Об этом Федор как-то и не задумывался: до того ли, когда решаются судьбы стран и народов, судьбы мира. Но, наверное, есть и такие жуки, которые стараются урвать для себя побольше. Говорили же, что начальник особого отдела военмор Рацибержанский оставлял у себя в кабинете что повкуснее да получше из реквизированного у буржуев. Так ведь и нет его уже, арестован и отправлен в Харьков по распоряжению самого Дзержинского. И только хотел было сказать об этом, да Савва опередил:

— Почитай-ка, что в газетах пишут и про Ленина и про других...
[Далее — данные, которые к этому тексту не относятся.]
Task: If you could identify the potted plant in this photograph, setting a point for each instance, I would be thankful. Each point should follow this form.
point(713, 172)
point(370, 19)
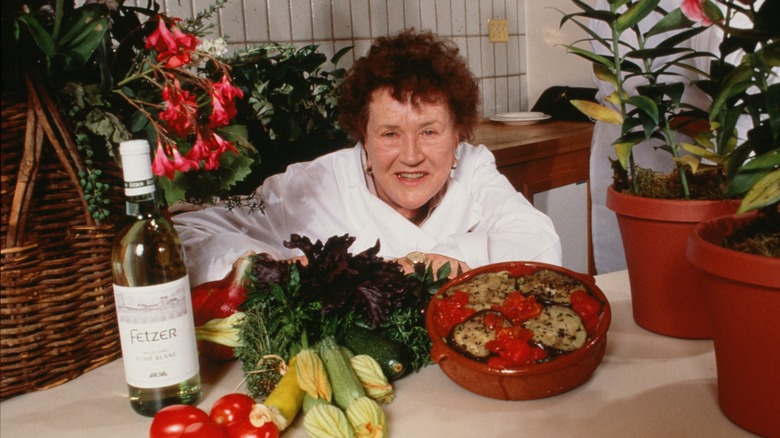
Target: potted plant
point(739, 255)
point(645, 58)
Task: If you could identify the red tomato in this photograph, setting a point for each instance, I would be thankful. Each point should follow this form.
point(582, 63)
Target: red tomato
point(245, 429)
point(171, 421)
point(204, 430)
point(231, 408)
point(518, 308)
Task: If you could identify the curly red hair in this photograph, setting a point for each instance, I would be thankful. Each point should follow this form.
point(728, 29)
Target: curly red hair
point(412, 65)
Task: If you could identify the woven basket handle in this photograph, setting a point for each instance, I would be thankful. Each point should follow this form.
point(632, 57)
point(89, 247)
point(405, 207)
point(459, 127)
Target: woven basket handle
point(43, 119)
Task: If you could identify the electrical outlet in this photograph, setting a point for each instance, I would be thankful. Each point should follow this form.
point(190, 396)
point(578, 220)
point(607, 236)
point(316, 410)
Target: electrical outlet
point(498, 31)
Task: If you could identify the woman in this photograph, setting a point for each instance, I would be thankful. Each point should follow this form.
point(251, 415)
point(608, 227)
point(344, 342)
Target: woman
point(411, 182)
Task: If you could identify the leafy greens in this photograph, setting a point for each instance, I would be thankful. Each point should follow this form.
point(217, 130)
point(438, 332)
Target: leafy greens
point(291, 306)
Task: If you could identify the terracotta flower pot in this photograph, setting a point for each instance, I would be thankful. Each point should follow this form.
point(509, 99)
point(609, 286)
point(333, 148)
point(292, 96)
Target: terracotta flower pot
point(666, 293)
point(743, 295)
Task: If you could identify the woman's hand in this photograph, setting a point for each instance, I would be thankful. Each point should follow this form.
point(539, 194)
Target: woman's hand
point(437, 260)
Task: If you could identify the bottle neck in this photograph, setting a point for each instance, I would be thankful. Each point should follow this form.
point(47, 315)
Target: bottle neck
point(142, 206)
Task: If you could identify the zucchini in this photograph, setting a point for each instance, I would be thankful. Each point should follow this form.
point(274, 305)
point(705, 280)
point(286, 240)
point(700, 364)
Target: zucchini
point(393, 356)
point(345, 383)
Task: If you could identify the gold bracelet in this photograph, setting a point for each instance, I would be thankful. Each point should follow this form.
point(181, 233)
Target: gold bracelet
point(416, 258)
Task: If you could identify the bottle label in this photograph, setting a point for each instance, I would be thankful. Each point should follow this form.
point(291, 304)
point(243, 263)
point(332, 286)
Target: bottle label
point(157, 332)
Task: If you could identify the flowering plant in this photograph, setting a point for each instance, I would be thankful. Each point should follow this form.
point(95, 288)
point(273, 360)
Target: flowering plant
point(732, 144)
point(119, 72)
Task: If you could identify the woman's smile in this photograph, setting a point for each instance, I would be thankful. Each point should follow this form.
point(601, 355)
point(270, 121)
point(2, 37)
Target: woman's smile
point(410, 147)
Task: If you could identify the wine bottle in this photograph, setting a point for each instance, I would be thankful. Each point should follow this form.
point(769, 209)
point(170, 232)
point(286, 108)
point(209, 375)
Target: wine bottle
point(152, 294)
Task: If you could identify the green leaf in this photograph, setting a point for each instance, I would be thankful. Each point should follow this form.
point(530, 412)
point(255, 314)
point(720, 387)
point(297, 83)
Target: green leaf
point(603, 73)
point(598, 112)
point(42, 38)
point(646, 105)
point(635, 13)
point(672, 21)
point(84, 36)
point(737, 81)
point(765, 192)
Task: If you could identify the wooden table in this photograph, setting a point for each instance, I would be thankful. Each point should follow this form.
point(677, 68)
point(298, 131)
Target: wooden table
point(648, 385)
point(539, 157)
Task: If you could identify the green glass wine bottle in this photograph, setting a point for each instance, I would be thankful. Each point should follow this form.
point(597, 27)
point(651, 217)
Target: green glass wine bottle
point(152, 292)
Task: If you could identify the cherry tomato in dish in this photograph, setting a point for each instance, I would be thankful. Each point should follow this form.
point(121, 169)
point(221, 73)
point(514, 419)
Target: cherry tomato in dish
point(171, 421)
point(204, 430)
point(518, 308)
point(451, 311)
point(231, 408)
point(245, 429)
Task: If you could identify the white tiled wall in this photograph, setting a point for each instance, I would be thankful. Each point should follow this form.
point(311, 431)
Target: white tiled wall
point(334, 24)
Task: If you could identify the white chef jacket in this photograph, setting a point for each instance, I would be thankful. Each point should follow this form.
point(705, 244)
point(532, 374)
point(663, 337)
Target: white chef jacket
point(481, 218)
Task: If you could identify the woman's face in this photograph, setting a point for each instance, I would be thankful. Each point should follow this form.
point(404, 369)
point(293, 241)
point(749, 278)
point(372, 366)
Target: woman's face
point(410, 150)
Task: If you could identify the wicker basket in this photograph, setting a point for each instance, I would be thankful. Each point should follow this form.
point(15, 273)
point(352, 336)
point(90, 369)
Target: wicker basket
point(57, 316)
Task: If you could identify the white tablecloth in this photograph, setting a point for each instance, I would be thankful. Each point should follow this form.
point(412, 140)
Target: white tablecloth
point(648, 385)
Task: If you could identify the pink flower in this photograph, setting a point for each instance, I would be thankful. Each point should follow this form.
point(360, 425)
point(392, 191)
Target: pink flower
point(220, 116)
point(186, 41)
point(181, 109)
point(181, 163)
point(200, 149)
point(174, 47)
point(694, 10)
point(223, 102)
point(162, 166)
point(224, 145)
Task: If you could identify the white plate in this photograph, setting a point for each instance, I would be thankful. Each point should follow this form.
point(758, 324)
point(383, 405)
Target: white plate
point(520, 121)
point(519, 115)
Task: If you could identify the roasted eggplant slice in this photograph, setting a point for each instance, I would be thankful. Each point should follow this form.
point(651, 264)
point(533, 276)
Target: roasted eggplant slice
point(558, 328)
point(470, 336)
point(549, 287)
point(487, 289)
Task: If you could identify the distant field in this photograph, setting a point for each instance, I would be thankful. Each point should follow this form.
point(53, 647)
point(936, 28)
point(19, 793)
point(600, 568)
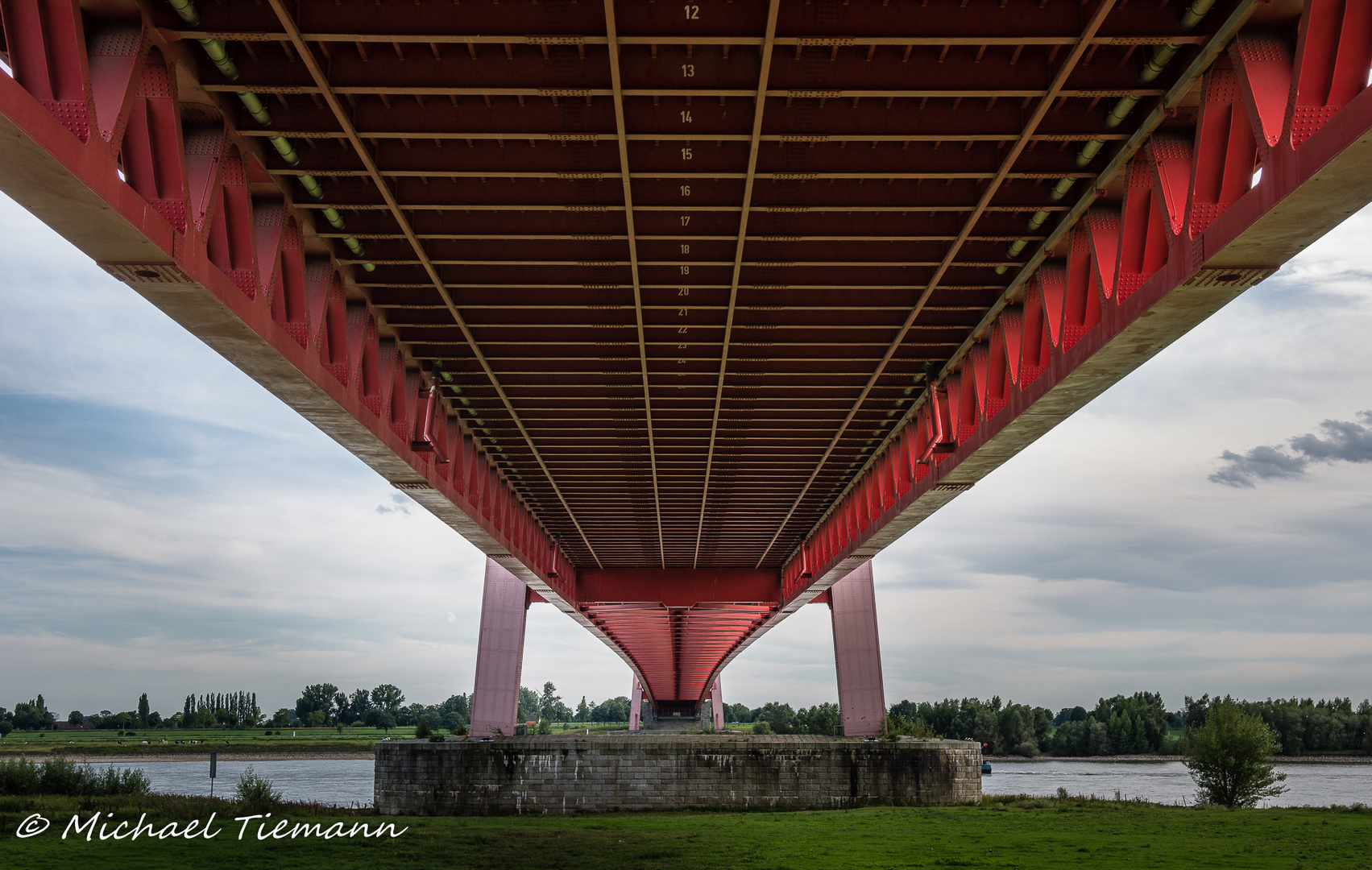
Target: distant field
point(997, 833)
point(197, 740)
point(150, 741)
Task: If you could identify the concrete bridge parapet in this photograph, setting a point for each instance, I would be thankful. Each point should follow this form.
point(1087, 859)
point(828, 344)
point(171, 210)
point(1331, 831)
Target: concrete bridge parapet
point(595, 774)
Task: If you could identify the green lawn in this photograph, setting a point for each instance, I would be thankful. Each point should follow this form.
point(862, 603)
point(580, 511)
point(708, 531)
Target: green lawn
point(1038, 833)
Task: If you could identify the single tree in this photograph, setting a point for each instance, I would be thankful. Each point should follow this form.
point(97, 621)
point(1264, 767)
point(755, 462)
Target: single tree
point(388, 698)
point(1229, 756)
point(549, 703)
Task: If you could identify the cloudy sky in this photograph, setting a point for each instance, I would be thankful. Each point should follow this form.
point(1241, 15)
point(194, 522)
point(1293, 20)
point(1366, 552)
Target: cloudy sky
point(166, 526)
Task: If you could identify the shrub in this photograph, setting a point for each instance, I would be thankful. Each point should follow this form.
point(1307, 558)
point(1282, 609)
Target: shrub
point(255, 792)
point(1229, 758)
point(66, 777)
point(897, 726)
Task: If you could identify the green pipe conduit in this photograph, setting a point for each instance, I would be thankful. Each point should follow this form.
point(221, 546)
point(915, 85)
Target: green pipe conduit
point(1163, 55)
point(218, 54)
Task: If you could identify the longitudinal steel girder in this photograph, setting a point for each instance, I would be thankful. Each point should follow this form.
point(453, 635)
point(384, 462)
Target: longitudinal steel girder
point(682, 312)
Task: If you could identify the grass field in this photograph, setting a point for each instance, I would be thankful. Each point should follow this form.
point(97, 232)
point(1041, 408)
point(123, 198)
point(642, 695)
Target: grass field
point(997, 833)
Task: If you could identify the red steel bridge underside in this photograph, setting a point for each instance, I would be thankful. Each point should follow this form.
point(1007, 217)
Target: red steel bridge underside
point(681, 312)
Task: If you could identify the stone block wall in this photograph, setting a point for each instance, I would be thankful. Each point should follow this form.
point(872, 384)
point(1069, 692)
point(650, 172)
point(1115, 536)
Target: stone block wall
point(591, 774)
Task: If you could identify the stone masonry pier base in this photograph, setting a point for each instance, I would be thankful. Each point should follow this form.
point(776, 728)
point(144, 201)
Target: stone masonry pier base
point(595, 774)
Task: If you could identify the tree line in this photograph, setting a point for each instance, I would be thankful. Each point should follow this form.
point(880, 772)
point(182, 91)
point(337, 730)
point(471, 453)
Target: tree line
point(1134, 725)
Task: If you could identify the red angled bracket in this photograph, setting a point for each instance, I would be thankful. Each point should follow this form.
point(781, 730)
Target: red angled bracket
point(429, 439)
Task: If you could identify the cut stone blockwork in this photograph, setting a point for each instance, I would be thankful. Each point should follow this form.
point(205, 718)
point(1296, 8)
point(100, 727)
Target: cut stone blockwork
point(591, 774)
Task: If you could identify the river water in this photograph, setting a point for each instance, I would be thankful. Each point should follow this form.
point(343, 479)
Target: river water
point(349, 782)
point(1169, 782)
point(328, 781)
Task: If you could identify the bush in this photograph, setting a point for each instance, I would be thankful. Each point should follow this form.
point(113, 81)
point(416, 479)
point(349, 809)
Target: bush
point(1229, 758)
point(66, 777)
point(255, 792)
point(897, 726)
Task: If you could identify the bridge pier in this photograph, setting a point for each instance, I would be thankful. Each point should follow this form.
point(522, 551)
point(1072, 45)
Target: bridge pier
point(636, 706)
point(499, 652)
point(862, 700)
point(716, 706)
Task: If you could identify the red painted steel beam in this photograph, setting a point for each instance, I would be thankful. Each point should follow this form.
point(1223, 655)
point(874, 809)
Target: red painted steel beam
point(236, 276)
point(1216, 242)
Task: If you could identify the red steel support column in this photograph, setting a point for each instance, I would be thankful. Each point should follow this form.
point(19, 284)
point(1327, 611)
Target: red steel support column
point(716, 706)
point(636, 706)
point(862, 702)
point(499, 653)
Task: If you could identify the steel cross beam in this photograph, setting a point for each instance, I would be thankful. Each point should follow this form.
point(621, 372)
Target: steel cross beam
point(1054, 89)
point(612, 39)
point(456, 39)
point(206, 226)
point(1055, 354)
point(761, 103)
point(375, 175)
point(1112, 171)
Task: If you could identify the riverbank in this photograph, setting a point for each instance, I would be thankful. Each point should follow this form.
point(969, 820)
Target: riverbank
point(224, 756)
point(1001, 832)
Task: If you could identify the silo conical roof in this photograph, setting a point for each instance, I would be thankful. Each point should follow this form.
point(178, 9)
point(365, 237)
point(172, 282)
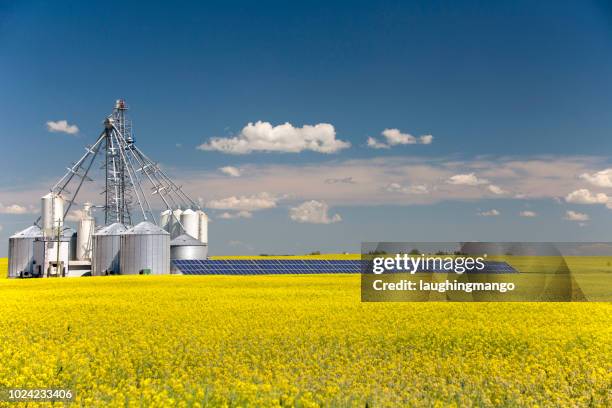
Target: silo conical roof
point(146, 228)
point(32, 231)
point(113, 229)
point(185, 240)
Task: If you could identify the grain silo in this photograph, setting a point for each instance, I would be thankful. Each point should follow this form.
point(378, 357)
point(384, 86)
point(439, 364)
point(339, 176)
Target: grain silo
point(145, 249)
point(52, 213)
point(190, 221)
point(187, 247)
point(175, 223)
point(203, 227)
point(106, 250)
point(86, 227)
point(165, 220)
point(21, 251)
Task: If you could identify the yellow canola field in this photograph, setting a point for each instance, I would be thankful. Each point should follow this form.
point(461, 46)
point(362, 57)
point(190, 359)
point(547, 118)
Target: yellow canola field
point(294, 341)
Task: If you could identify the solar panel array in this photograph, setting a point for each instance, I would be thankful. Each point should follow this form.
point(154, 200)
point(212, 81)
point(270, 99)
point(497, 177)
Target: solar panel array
point(293, 266)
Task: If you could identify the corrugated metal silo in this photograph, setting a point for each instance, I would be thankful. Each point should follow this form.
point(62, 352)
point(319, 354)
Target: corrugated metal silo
point(145, 249)
point(52, 213)
point(165, 220)
point(175, 226)
point(85, 230)
point(187, 247)
point(106, 250)
point(190, 221)
point(21, 251)
point(203, 227)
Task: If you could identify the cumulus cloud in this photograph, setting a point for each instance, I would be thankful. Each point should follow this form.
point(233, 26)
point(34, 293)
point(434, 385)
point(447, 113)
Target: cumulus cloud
point(413, 189)
point(490, 213)
point(469, 179)
point(344, 180)
point(496, 189)
point(394, 137)
point(255, 202)
point(231, 171)
point(576, 216)
point(426, 139)
point(584, 196)
point(62, 126)
point(239, 214)
point(313, 212)
point(15, 209)
point(375, 144)
point(601, 178)
point(263, 136)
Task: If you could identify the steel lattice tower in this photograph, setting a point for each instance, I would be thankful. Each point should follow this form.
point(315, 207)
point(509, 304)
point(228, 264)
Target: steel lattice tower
point(127, 171)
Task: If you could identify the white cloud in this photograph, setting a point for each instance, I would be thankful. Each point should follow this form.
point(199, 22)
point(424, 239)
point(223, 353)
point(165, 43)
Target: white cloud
point(584, 196)
point(239, 214)
point(15, 209)
point(496, 189)
point(62, 126)
point(256, 202)
point(231, 171)
point(262, 136)
point(601, 178)
point(395, 137)
point(375, 144)
point(469, 179)
point(490, 213)
point(343, 180)
point(426, 139)
point(576, 216)
point(414, 189)
point(313, 212)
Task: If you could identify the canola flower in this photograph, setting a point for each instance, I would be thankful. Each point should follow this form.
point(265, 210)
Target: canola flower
point(300, 341)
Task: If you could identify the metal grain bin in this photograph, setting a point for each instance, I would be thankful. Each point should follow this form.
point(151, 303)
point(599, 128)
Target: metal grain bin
point(106, 250)
point(145, 249)
point(21, 251)
point(187, 247)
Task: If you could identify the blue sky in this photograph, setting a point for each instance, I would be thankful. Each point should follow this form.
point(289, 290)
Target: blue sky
point(501, 86)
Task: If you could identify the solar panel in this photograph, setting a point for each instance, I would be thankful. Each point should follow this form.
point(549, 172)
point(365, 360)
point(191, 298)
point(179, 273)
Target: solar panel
point(291, 266)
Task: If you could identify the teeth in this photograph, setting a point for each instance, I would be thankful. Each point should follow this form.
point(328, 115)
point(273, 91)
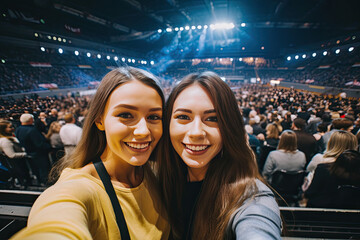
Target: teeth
point(138, 145)
point(196, 148)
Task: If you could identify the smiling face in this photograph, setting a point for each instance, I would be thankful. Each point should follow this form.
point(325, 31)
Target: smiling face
point(194, 129)
point(132, 123)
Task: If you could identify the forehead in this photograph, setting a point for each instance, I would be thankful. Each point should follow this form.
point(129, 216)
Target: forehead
point(194, 96)
point(134, 93)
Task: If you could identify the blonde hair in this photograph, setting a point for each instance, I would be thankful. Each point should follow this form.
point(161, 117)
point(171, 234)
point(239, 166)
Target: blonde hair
point(339, 142)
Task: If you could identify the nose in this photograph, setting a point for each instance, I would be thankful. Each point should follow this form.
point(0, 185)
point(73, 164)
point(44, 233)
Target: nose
point(196, 130)
point(141, 128)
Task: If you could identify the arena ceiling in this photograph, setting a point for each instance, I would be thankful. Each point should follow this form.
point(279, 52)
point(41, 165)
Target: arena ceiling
point(271, 26)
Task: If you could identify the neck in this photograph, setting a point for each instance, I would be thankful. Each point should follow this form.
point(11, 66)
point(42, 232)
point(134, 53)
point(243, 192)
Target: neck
point(196, 174)
point(122, 173)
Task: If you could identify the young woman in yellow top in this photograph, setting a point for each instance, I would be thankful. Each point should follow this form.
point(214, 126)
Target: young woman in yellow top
point(122, 128)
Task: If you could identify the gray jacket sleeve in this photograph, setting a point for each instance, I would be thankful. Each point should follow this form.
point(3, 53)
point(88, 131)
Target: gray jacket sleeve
point(258, 218)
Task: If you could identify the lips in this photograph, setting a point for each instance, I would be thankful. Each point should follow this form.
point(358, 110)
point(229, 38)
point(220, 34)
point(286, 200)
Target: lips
point(138, 146)
point(196, 149)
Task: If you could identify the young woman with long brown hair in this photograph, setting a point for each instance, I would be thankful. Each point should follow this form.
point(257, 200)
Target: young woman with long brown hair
point(208, 172)
point(121, 130)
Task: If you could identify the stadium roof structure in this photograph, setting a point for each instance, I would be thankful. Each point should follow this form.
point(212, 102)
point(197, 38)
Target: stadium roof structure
point(254, 27)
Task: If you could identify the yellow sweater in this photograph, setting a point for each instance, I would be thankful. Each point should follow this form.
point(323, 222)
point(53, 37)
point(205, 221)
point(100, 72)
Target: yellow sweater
point(78, 207)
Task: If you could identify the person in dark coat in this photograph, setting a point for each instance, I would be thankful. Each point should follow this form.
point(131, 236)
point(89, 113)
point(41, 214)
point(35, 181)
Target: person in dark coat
point(35, 145)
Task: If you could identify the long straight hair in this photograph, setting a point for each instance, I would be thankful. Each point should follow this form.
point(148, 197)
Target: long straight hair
point(93, 141)
point(230, 178)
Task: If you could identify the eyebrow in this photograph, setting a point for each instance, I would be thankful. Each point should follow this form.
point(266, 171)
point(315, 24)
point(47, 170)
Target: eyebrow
point(189, 111)
point(136, 108)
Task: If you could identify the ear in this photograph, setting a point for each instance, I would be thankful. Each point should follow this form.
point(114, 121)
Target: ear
point(100, 124)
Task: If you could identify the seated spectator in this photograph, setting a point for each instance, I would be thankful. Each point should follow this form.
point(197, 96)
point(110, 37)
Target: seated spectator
point(326, 191)
point(286, 157)
point(272, 135)
point(70, 133)
point(35, 145)
point(305, 141)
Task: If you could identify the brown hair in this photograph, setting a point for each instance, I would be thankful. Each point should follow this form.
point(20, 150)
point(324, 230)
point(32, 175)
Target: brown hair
point(93, 141)
point(340, 141)
point(274, 131)
point(230, 178)
point(288, 141)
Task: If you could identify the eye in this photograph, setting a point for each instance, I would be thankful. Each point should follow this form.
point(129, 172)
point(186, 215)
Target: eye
point(182, 117)
point(125, 115)
point(154, 117)
point(212, 119)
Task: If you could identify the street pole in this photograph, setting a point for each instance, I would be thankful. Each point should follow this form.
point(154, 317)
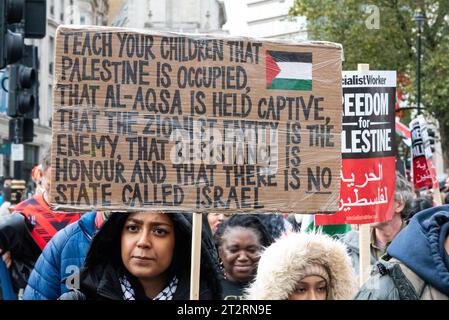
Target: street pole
point(419, 19)
point(418, 71)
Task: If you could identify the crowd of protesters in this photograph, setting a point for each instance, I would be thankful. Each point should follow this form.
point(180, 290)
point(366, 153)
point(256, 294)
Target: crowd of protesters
point(52, 255)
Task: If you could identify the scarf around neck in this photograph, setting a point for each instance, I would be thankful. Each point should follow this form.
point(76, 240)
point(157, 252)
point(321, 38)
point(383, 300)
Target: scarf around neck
point(166, 294)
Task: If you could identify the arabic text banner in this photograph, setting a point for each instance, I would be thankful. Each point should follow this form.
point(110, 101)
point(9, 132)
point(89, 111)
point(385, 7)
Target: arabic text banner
point(368, 150)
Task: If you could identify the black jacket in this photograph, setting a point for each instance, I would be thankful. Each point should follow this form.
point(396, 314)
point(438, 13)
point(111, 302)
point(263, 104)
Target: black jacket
point(99, 278)
point(15, 237)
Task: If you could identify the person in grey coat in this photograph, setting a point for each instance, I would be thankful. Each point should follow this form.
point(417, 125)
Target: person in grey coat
point(416, 266)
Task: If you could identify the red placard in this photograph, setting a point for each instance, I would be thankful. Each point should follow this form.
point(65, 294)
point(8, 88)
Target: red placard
point(369, 165)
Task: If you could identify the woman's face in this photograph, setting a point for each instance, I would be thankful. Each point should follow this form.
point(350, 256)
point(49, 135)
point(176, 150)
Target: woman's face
point(240, 252)
point(310, 288)
point(148, 242)
point(215, 219)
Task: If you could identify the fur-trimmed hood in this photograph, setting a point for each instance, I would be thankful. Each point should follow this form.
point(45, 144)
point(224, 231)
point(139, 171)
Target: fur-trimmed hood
point(281, 264)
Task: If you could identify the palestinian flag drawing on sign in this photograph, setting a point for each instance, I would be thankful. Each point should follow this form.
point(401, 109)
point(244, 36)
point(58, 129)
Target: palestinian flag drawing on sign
point(289, 70)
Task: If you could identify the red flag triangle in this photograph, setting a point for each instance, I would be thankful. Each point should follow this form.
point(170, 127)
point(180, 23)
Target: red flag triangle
point(271, 68)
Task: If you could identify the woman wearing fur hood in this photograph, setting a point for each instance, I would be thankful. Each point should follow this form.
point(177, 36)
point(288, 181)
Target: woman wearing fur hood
point(303, 266)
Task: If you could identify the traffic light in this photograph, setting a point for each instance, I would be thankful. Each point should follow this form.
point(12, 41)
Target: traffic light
point(11, 43)
point(35, 18)
point(21, 130)
point(20, 19)
point(23, 86)
point(22, 80)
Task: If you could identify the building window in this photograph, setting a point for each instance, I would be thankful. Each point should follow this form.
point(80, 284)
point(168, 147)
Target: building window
point(52, 8)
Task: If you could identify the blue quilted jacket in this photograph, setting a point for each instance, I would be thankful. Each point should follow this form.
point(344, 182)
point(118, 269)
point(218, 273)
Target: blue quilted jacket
point(57, 267)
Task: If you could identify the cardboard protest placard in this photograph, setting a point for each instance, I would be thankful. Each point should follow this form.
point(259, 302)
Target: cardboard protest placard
point(368, 149)
point(194, 123)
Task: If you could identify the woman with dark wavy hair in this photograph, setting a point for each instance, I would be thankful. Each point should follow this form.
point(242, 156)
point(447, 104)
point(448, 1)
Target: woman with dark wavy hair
point(240, 241)
point(143, 256)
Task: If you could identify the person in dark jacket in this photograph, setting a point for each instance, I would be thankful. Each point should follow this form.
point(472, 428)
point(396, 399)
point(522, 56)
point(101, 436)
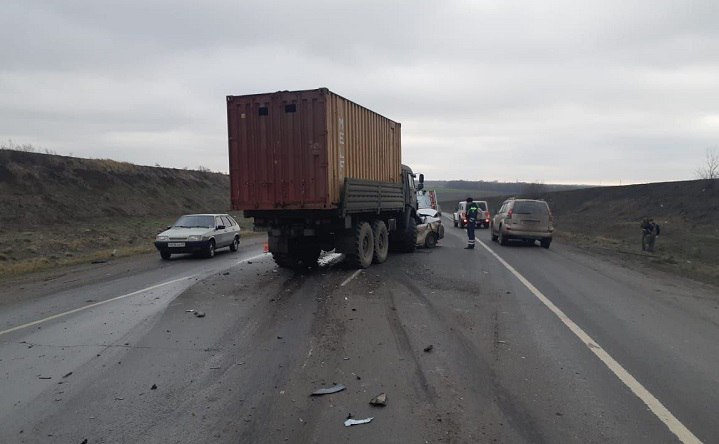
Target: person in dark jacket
point(471, 212)
point(650, 232)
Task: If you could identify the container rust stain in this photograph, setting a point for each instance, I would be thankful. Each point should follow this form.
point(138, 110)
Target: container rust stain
point(294, 149)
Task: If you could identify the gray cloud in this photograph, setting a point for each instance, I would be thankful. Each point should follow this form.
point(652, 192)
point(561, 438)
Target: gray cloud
point(556, 91)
— То, что Ленин живет в двенадцати дворцах и ест на золотых да серебряных блюдах, это, что ли? Так уж давай дальше, и то, что мы в городах устанавливаем гильотины, которые отрубают по пятьсот голов в час, что детям мы имена не даем, а нумеруем их...

— Ну, это явная ложь!

— Ленин живет в крохотной квартирке, и ест он то же. что и все советские служащие. Можешь поверить, мне это рассказывал верный человек, который своими глазами все видел... Да за такие слова тебе такое показать надо!

— Что ты мне покажешь! Я кое-что и сам видел. Мой дед подпустил красного петуха помещику, так его за это к тачке приковали, так и умер в рудниках. Отец решил хозяином стать, двадцать лет батрачил, недоедал, недопивал, каждую копейку откладывал. Наконец скопил «капитал», купил две десятины земли. Да, на беду, эта земля приглянулась помещику. Он и обмен предлагал, и деньги давал, да отец на своем стоял: моя земля, я ее и обрабатывать буду. Кончилось тем, что управляющий загнал на поле табун, и лошади всю пшеницу под корень выбили. Решил отец тогда найти управу, дошел до губернатора, и дело расследовать поручили... помещику. В общем, розги. После этого отец подстерег управляющего, хотел проучить, да не рассчитал удар, а был он поздоровее меня... Повесили отца, между прочим, у вас, в Николаеве.